After dinner last night, Avril and I walked up to the hill to my old junior high, Lyman Gilmore, where I hadn't been in at least 7-8 years. I realized with a unique kind of shock that it's been nearly 20 years since I graduated Gilmore, in a hot and sweaty outdoor ceremony that seemed really fancy at age 14, where I had to wear a tie and surviving photos show a horribly unattractive mullet on my head. Nineteen years on from that 1986 May day, Lyman Gilmore's campus still looks almost exactly the same, right down to the gruesome institutional green-and-gray paint, the low-hanging outdoor walkways, the concrete "airplane" shape on the patio where we played.

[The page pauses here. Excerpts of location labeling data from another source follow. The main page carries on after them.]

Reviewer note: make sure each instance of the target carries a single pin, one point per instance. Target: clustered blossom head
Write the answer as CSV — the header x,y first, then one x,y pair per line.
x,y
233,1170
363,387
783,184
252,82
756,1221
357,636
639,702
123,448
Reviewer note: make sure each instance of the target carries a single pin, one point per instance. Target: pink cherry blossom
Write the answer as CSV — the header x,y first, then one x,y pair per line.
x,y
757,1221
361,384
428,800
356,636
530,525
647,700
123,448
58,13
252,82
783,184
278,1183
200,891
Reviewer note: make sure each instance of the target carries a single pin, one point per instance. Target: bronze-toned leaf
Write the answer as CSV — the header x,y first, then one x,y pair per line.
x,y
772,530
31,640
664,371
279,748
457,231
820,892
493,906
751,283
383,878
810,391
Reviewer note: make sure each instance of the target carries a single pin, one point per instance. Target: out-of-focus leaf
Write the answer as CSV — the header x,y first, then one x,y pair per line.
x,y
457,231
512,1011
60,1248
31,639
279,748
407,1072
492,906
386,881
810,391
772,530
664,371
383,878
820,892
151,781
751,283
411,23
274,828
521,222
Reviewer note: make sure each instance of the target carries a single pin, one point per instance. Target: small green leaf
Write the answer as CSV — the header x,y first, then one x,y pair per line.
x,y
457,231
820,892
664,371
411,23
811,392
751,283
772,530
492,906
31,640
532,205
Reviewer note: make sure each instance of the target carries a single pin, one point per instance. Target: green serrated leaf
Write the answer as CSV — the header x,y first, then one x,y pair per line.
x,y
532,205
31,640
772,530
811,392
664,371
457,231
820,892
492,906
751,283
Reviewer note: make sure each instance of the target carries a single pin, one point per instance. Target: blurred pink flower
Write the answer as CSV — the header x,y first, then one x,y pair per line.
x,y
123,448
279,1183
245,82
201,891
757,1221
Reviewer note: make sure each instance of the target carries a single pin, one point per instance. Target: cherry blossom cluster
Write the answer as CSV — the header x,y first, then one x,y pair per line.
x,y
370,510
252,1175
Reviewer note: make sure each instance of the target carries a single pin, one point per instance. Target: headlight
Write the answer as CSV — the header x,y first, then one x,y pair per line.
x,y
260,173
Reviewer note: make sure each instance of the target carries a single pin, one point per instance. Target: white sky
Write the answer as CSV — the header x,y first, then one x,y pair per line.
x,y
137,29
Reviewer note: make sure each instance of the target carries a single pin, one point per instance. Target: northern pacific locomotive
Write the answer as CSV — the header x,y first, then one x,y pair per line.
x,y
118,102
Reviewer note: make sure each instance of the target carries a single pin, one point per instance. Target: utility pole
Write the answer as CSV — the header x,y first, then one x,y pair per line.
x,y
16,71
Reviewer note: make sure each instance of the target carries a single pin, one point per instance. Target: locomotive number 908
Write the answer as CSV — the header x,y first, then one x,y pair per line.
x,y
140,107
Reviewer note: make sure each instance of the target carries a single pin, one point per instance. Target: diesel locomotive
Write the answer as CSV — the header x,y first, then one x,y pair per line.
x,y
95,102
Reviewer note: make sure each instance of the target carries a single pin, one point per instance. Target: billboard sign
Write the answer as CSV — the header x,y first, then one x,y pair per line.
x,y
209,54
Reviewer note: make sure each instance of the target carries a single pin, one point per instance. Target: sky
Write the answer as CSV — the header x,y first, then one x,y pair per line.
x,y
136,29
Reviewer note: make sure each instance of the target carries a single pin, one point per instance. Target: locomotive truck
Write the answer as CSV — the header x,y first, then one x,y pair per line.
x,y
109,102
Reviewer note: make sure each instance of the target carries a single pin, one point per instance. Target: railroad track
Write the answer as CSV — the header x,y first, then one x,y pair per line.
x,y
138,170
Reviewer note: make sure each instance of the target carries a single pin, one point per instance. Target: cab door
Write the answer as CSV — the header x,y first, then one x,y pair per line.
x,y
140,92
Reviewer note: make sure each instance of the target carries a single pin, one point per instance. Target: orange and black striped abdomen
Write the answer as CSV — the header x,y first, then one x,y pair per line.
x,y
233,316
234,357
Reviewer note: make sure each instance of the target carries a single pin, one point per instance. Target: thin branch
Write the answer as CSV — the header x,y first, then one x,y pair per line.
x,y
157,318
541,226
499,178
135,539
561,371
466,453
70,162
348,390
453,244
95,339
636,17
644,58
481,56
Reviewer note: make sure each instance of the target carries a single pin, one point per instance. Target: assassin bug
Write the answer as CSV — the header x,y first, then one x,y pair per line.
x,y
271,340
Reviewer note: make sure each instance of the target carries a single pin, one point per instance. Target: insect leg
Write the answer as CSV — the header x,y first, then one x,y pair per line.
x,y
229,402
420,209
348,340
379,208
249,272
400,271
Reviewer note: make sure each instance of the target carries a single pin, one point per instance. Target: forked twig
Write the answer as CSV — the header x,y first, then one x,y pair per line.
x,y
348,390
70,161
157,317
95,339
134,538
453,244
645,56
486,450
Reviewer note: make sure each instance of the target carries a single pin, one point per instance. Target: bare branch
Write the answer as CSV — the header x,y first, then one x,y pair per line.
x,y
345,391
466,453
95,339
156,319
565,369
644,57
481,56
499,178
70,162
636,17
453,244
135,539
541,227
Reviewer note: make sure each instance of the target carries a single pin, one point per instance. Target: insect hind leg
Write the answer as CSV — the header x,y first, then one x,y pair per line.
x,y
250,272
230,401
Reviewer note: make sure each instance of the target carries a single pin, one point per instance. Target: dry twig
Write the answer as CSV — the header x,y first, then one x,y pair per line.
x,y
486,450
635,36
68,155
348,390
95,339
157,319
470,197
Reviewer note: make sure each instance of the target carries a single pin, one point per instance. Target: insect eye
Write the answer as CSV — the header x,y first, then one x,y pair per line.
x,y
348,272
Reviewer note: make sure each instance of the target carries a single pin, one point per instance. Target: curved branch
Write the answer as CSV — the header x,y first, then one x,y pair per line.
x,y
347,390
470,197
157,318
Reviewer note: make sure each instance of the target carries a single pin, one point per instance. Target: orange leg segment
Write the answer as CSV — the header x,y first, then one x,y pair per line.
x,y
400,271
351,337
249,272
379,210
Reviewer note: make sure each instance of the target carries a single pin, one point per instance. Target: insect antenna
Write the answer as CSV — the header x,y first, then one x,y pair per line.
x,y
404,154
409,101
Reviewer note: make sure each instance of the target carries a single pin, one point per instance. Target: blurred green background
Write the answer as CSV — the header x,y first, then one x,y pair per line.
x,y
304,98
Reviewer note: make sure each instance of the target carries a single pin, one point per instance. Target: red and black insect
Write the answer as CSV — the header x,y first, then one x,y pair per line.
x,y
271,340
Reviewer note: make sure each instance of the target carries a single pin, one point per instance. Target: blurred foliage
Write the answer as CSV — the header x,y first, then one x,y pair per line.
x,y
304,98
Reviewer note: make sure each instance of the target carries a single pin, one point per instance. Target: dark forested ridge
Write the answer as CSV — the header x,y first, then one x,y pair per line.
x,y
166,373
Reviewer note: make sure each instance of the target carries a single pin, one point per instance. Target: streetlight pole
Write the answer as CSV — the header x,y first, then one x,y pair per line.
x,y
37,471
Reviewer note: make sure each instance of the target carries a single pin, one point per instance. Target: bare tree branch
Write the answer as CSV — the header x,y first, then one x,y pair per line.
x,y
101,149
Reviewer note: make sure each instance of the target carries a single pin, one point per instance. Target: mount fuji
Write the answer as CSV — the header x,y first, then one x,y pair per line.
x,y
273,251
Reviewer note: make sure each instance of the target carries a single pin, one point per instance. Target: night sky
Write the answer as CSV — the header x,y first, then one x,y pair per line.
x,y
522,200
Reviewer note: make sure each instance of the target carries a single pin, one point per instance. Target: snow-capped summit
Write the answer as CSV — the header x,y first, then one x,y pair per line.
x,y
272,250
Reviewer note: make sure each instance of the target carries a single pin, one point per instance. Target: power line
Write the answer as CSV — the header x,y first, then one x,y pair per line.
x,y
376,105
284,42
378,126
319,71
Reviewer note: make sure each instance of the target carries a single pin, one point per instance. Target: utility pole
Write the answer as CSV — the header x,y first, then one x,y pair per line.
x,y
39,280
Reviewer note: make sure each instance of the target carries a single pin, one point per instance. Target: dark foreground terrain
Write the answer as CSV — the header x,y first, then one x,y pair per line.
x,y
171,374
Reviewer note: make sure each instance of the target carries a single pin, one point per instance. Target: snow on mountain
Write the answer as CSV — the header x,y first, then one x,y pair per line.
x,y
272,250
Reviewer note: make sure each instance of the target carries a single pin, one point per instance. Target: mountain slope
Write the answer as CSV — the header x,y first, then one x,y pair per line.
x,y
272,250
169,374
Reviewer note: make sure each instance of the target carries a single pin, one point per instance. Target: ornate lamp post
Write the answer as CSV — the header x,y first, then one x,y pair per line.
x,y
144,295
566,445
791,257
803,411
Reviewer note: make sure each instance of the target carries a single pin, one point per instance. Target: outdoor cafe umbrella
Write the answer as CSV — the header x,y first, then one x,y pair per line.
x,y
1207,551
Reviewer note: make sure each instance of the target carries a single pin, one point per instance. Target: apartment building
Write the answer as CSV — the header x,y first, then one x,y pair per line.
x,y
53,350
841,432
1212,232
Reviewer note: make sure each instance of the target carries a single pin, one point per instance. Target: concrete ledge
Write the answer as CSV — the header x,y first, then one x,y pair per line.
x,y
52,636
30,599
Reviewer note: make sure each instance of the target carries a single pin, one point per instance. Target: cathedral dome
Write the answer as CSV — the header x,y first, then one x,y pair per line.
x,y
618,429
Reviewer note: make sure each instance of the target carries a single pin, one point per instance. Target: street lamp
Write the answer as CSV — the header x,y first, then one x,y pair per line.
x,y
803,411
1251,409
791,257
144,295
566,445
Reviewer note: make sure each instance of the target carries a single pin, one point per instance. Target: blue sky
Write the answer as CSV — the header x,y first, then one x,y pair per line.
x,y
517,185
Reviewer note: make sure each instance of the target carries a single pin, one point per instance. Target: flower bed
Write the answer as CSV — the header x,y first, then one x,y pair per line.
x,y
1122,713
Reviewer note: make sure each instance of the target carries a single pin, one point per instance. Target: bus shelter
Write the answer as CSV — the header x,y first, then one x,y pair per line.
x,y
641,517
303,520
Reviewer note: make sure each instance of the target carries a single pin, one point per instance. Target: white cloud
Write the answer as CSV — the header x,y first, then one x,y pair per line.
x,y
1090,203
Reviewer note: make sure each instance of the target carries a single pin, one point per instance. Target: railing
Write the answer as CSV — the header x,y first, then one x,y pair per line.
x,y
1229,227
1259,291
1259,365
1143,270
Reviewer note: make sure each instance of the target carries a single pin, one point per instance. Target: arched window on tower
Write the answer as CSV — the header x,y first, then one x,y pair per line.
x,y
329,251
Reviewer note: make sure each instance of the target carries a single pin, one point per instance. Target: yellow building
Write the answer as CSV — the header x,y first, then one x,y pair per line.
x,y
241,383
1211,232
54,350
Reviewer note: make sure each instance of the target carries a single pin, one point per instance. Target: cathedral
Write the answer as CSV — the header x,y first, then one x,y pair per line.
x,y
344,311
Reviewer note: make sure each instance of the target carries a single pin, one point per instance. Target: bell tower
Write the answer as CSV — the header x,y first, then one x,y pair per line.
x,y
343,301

I could see the stairwells where we'd play incredibly ornate games of D&D, the asphalt where there was assorted humiliations, fast crushes and quick epiphanies.
I was there at Gilmore from 5th to 8th grade, ages 12 to nearly 15, which is an incredibly chaotic time in your life. I was scrawny, very short and geeky to the extreme then (hence the stairwell D&D games), yet for all the little awful moments there were some great ones, and I made friends then I still am close to today - I went from playing with Star Wars figures to learning about Depeche Mode, Flaming Carrot, Tom Waits and punk rock, from chasing girls around the playground to fierce crushes on impossibly cool skater-chicks. Weird times, definitely, but unforgettable. I started to feel formed then, for lack of a better word. By summer 1986, I started to shed some geekiness, by freshman year of high school, I'd kissed my first girl out in the heat and stink of exhaust where we lined up for school buses after class, by junior year I'd shot up to 6' 2" and even had a girlfriend or two, by senior year I knew what I wanted to do was write and create and I was ready for the bold adventures of a college on the other side of the country.
But a part of me was always that Gilmore geek, and it's a place that's imprinted on me - every little bush, the wing numbers, the spot on the steps where we all hung out imagining how cool we'd be. Twenty freaking years ago, good lord. Now I'm 33, have a kid and a wife and realize you'll never be as cool as you think you'll turn out, but I guess I did all right. Nostalgia. Man, it creeps up on you, doesn't it?